- Many widely used VQA benchmarks barely need the image. In roughly a third of the (model × benchmark) pairs, the VLM performs as well or better when the image is replaced by a short caption.
- Visual dependence decreases as VLMs scale up, since a larger backbone answers more from pretraining priors. Raw benchmark accuracy therefore overstates how much VLMs actually see.
- Dependence on the image is a trait of the model family rather than its size. InternVL3.5 shows signs of recalling knowledge from its backbone LM pretraining, and in those cases the image becomes a liability to its reasoning, even hurting accuracy on MMMU.
1Introduction and Motivation
In 2025, AI agents such as Claude Code and Codex were heavily integrated into daily use as they became capable of processing long-context inputs across different modalities. What to feed into the context window has since become not only a question of token expense but also an active area of research. High-resolution images, in particular, take up a large share of the token budget to encode. If they can be replaced with text captions, the savings on context length would be substantial. But doing so requires a prior that image captions alone can match the downstream performance of using the image as input.

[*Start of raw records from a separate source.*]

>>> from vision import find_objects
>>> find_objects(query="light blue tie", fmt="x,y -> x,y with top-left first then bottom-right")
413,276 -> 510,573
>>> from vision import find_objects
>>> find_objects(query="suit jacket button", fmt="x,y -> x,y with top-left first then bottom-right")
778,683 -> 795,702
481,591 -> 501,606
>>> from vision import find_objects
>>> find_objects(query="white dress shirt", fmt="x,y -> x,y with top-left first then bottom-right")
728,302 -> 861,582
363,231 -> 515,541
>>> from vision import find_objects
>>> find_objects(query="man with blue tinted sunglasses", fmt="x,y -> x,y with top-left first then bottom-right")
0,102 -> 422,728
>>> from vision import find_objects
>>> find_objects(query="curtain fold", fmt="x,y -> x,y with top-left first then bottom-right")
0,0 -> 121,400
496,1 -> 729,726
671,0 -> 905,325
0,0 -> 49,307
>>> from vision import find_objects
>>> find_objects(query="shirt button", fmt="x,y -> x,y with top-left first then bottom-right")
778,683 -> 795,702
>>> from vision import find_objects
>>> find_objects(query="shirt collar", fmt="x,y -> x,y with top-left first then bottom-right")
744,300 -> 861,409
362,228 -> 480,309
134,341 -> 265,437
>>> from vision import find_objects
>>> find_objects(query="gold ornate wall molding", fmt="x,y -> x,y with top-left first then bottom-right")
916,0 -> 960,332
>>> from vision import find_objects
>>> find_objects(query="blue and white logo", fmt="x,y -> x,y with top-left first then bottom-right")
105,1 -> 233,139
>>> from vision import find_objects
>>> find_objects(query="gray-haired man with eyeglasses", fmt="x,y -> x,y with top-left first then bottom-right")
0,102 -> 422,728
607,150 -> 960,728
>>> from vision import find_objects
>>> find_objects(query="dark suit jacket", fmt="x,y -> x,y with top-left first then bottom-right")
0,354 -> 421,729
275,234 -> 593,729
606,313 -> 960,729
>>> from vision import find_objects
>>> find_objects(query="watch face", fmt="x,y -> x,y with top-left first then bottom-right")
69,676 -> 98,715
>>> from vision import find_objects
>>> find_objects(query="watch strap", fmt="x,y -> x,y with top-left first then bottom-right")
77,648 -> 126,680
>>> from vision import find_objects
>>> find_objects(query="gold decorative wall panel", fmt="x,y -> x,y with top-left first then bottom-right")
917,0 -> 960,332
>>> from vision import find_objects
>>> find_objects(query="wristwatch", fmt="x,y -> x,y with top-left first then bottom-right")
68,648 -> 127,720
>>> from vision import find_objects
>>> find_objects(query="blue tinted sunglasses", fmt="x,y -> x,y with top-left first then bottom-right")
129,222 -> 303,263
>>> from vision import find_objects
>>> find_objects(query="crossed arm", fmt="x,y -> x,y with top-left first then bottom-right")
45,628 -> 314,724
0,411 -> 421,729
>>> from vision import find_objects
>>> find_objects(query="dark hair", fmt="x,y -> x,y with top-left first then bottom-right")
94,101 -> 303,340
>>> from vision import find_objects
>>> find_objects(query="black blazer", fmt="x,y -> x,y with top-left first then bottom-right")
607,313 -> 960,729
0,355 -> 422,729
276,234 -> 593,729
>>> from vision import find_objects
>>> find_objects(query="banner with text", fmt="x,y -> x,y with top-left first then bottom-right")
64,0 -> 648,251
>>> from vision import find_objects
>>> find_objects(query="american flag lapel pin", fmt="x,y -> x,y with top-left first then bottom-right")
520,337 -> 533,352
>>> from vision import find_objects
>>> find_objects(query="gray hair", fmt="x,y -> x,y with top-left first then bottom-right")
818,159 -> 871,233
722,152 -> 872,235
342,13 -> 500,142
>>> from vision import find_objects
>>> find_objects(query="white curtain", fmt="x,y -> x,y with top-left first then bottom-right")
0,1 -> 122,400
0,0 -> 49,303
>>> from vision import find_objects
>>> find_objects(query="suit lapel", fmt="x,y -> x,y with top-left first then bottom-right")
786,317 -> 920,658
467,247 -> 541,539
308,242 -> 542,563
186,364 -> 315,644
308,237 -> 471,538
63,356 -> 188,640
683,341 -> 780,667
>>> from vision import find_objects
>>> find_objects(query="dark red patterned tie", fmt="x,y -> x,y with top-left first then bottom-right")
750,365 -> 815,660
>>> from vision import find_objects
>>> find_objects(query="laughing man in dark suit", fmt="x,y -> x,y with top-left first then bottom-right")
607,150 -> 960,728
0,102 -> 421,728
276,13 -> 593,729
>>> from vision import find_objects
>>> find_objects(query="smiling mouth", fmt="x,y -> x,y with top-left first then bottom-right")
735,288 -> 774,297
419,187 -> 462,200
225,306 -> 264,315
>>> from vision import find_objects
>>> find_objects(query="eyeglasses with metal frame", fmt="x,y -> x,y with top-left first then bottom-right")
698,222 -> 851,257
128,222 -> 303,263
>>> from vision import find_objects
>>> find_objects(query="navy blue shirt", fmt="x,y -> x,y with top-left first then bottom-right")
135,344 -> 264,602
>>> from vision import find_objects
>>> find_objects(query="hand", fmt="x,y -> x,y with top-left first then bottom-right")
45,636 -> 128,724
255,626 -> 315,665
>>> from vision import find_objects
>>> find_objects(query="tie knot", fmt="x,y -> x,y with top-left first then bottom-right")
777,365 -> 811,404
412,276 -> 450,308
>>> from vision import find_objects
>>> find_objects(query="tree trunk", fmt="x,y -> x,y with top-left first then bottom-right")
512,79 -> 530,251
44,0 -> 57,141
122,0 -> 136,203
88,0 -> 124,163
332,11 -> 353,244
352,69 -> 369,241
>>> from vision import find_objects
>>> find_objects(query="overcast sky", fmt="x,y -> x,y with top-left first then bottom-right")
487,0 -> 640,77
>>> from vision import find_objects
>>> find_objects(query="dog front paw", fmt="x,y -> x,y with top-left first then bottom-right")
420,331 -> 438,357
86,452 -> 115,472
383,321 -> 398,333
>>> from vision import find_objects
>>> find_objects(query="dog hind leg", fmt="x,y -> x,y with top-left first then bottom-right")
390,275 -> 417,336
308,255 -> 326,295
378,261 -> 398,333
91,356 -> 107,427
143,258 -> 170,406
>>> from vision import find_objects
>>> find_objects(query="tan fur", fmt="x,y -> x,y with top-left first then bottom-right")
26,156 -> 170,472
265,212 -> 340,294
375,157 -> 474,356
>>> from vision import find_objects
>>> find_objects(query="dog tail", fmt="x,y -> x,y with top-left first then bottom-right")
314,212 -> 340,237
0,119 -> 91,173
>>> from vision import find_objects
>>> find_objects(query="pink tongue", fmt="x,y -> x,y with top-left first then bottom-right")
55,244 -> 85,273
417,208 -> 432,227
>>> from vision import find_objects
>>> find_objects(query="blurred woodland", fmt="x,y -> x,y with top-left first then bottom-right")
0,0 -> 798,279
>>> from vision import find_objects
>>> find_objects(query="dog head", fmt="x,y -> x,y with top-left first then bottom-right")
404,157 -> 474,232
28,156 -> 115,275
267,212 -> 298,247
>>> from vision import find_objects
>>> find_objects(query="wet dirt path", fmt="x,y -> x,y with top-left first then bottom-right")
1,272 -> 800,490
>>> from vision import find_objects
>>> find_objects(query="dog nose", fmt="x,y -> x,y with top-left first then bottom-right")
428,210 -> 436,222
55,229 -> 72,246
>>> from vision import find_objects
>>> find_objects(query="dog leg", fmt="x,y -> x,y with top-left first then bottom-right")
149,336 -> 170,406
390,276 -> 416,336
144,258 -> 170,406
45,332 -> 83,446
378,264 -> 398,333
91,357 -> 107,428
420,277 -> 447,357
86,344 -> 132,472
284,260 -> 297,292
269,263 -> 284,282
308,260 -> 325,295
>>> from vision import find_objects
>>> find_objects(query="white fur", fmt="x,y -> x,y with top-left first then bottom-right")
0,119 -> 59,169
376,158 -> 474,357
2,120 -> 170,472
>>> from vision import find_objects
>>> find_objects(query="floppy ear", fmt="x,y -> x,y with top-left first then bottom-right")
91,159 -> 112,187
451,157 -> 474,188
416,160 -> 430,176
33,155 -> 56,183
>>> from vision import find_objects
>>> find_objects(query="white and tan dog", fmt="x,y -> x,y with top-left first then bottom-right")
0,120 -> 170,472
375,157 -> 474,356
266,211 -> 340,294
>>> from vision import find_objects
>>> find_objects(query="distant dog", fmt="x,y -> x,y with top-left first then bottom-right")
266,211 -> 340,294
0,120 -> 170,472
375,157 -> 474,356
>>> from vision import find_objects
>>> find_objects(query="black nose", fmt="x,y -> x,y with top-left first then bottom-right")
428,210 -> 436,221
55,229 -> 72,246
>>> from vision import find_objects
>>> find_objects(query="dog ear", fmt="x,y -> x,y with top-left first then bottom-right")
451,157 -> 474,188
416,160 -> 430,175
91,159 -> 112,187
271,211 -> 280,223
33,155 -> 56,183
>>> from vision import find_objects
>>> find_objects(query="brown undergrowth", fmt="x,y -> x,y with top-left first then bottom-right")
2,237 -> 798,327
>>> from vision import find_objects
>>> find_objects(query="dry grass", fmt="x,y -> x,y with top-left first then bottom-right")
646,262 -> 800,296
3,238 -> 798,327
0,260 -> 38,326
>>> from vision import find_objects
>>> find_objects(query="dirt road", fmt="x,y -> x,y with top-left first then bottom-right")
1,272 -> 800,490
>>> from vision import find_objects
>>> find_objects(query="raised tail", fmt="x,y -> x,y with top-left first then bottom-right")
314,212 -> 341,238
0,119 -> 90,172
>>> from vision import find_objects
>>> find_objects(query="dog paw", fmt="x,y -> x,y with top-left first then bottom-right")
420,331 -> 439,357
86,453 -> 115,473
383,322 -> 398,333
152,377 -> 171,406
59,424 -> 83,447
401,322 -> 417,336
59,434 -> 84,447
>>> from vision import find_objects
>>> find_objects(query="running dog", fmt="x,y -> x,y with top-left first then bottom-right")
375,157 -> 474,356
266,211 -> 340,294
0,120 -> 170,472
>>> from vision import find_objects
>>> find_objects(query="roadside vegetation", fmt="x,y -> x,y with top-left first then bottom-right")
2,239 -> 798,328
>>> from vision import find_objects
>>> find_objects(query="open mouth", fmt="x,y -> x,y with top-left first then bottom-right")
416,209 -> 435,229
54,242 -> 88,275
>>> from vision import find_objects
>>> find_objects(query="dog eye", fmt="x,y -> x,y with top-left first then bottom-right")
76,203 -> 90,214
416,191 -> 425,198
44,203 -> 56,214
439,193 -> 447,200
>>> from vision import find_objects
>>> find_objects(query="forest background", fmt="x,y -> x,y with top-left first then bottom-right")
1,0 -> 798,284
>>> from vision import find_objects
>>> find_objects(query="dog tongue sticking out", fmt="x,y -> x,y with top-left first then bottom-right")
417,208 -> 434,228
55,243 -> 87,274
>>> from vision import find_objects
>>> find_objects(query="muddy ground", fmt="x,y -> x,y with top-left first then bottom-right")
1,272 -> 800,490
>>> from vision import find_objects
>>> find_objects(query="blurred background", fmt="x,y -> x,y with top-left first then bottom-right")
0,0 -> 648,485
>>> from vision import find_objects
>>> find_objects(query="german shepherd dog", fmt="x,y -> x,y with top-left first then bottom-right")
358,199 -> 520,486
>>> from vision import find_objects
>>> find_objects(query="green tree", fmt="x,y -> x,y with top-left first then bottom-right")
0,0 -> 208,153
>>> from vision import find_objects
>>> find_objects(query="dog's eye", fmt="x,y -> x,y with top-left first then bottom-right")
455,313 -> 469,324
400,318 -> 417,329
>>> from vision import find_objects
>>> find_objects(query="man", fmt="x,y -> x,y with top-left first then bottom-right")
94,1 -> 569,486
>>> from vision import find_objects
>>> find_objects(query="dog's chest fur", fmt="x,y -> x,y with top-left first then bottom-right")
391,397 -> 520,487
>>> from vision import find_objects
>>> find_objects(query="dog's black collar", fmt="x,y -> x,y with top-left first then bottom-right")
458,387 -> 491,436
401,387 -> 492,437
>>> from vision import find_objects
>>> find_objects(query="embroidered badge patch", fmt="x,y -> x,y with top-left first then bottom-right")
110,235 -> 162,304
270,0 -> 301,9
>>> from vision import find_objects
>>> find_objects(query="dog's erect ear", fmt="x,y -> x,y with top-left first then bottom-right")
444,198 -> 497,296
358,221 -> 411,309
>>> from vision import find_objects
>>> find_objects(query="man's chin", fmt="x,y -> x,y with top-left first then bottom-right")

The architecture of widely used vision-language models (VLMs) suggests that this prior may hold. Recent VLMs such as InternVL3 and Qwen3-VL pair a pre-trained text-only LLM backbone with a vision encoder, and a growing body of work has questioned how much of a VLM’s downstream capability is genuinely visual versus inherited from its backbone LM. Caption-then-answer pipelines such as PICa and Img2LLM showed early on that replacing the image with a generated caption and handing the result to a strong text LLM was already competitive on VQA. More recent benchmark audits have made the same point from the other direction: MMStar found that roughly half of the items in six widely used multimodal benchmarks can be answered without the image at all, and IsoBench showed that on isomorphic image/text pairs, VLMs systematically perform better when given the text version. MMMU-Pro was constructed specifically to filter out the text-solvable subset of MMMU. Closest to our setting, MIRAGE showed that frontier models will generate detailed image descriptions and reasoning traces even when no image is provided, achieving top rank on a chest X-ray QA benchmark without any visual input at all.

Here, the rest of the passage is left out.